H-NS, IHF, and DnaA lead to changes in nucleoid organizations, replication initiation, and cell division.

Histone-like nucleoid-structuring protein (H-NS) and integration host factor (IHF) are major nucleoid-associated proteins, and DnaA, a replication initiator, may also be related with nucleoid compaction. It has been shown that protein-dependent DNA compaction is related with many aspects of bacterial physiology, including transcription, DNA replication, and site-specific recombination. However, the mechanism of bacterial physiology resulting from nucleoid compaction remains unknown. Here, we show that H-NS is important for correct nucleoid compaction in a medium-independent manner. H-NS-mediated nucleoid compaction is not required for correct cell division, but the latter is dependent on H-NS in rich medium.
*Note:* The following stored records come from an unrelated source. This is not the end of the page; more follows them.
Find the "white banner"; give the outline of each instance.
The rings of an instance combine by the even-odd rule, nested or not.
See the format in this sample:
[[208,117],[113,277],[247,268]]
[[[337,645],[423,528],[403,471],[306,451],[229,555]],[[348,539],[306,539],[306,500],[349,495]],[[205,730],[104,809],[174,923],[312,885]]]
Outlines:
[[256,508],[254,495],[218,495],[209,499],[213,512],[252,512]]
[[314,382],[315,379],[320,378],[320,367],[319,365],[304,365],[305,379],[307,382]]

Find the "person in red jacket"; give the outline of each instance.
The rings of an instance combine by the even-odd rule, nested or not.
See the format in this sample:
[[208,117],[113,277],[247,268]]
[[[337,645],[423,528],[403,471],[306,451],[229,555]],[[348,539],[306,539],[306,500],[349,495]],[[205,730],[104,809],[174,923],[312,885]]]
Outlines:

Further, it is found that the IHFα-mediated nucleoid compaction is needed for correct cell division, and the effect is dependent on medium. Also, we show that the effects of H-NS and IHF on nucleoid compaction are cumulative. Interestingly, DnaA also plays an important role in nucleoid compaction, and the effect of DnaA on nucleoid compaction appears to be related to cell division in a medium-dependent manner. The results presented here suggest that scrambled initiation of replication, improper cell division, and slow growth is likely associated with disturbances in nucleoid organization directly or indirectly.
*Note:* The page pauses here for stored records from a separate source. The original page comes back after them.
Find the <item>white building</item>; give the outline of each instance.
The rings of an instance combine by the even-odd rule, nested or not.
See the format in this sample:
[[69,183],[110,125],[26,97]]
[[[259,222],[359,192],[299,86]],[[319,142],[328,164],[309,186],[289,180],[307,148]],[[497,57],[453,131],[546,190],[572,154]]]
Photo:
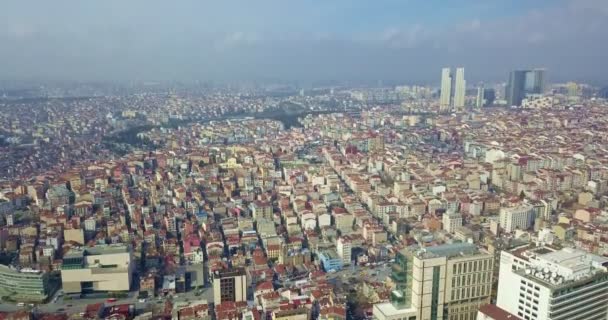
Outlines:
[[329,227],[331,226],[331,215],[327,212],[324,212],[319,215],[319,228]]
[[464,109],[464,97],[467,89],[467,82],[464,80],[464,68],[456,69],[456,81],[454,82],[454,108]]
[[72,248],[63,256],[61,283],[65,293],[129,291],[134,269],[130,246]]
[[352,244],[350,239],[346,237],[340,237],[336,243],[336,251],[338,256],[342,259],[343,265],[349,265],[352,258]]
[[452,96],[452,74],[450,68],[441,70],[441,97],[439,107],[441,111],[447,111],[450,107],[450,98]]
[[527,230],[534,223],[534,207],[522,204],[516,207],[500,209],[500,227],[505,232],[513,232],[516,229]]
[[476,108],[483,107],[483,102],[484,102],[483,92],[484,92],[483,86],[477,87],[477,99],[475,100],[475,107]]
[[496,305],[522,319],[608,318],[608,258],[578,249],[502,251]]
[[94,218],[88,218],[84,220],[84,230],[85,231],[95,231],[95,227],[97,225],[97,221]]
[[443,230],[454,233],[456,228],[462,227],[462,216],[457,212],[446,212],[443,215]]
Integration Host Factor Is Essential for Biofilm Formation, Extracellular Enzyme, Zeamine Production, and Virulence in Dickeya zeae.
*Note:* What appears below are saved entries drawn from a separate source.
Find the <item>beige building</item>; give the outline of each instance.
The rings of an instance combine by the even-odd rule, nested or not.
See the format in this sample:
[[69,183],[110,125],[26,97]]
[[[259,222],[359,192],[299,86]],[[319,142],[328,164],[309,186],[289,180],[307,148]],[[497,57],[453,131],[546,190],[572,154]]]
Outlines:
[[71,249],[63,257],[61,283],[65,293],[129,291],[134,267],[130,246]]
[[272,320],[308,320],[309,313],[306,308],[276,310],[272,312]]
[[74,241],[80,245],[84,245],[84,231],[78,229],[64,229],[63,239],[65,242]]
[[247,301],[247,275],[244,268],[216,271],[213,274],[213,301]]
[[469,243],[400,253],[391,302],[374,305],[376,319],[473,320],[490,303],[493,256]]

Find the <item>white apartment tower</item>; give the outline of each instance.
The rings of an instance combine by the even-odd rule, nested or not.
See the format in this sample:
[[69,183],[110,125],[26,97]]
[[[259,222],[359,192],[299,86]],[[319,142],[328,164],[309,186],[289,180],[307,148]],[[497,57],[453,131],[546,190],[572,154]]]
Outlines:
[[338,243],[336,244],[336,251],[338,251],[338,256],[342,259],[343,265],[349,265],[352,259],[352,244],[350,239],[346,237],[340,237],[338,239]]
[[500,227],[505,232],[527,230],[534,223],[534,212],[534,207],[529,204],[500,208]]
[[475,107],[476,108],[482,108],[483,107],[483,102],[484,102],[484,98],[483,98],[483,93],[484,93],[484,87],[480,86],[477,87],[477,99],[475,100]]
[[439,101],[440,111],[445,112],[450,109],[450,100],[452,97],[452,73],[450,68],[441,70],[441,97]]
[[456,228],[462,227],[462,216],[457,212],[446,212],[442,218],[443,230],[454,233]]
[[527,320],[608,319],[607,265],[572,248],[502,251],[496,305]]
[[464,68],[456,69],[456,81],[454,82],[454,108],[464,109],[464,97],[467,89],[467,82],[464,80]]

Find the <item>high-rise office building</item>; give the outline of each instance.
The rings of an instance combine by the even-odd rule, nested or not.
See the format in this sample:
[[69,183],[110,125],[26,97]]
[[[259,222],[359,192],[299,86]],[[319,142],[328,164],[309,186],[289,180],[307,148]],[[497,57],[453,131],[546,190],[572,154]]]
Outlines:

Dickeya zeae is a globally important pathogenic bacterium that infects many crops, including rice, maize, potato, and banana. Bacterial foot rot of rice caused by D. zeae is one of the most important bacterial diseases of rice in China and some Southeast Asian countries. To investigate the functions of integration host factor (IHF) in D. zeae, we generated knockout mutants of ihfA and ihfB. Phenotypic assays showed that both the ΔihfA and ΔihfB strains had greatly reduced mobility, biofilm formation, extracellular protease, and pectinase activities, and toxin production compared with the wild-type strain. In addition, the mutants did not inhibit the germination of rice seeds, failed to cause soft rot in potatoes and a hypersensitive response in tobacco, and were avirulent in rice. Quantitative reverse-transcription polymerase chain reaction analysis demonstrated that IHF positively regulates the expression of zmsA, hrpN/Y, pelA/B/C, pehX, celZ, prtG, fliC, and DGC (diguanylate cyclase). Electrophoretic mobility shift assays further confirmed that IhfA binds to the promoter region of the DGC gene and may alter the levels of a second bacterial messenger, c-di-GMP, to regulate the pathogenicity or other physiological functions of D. zeae. In summary, IHF is an important integrated regulator of pathogenicity in D. zeae.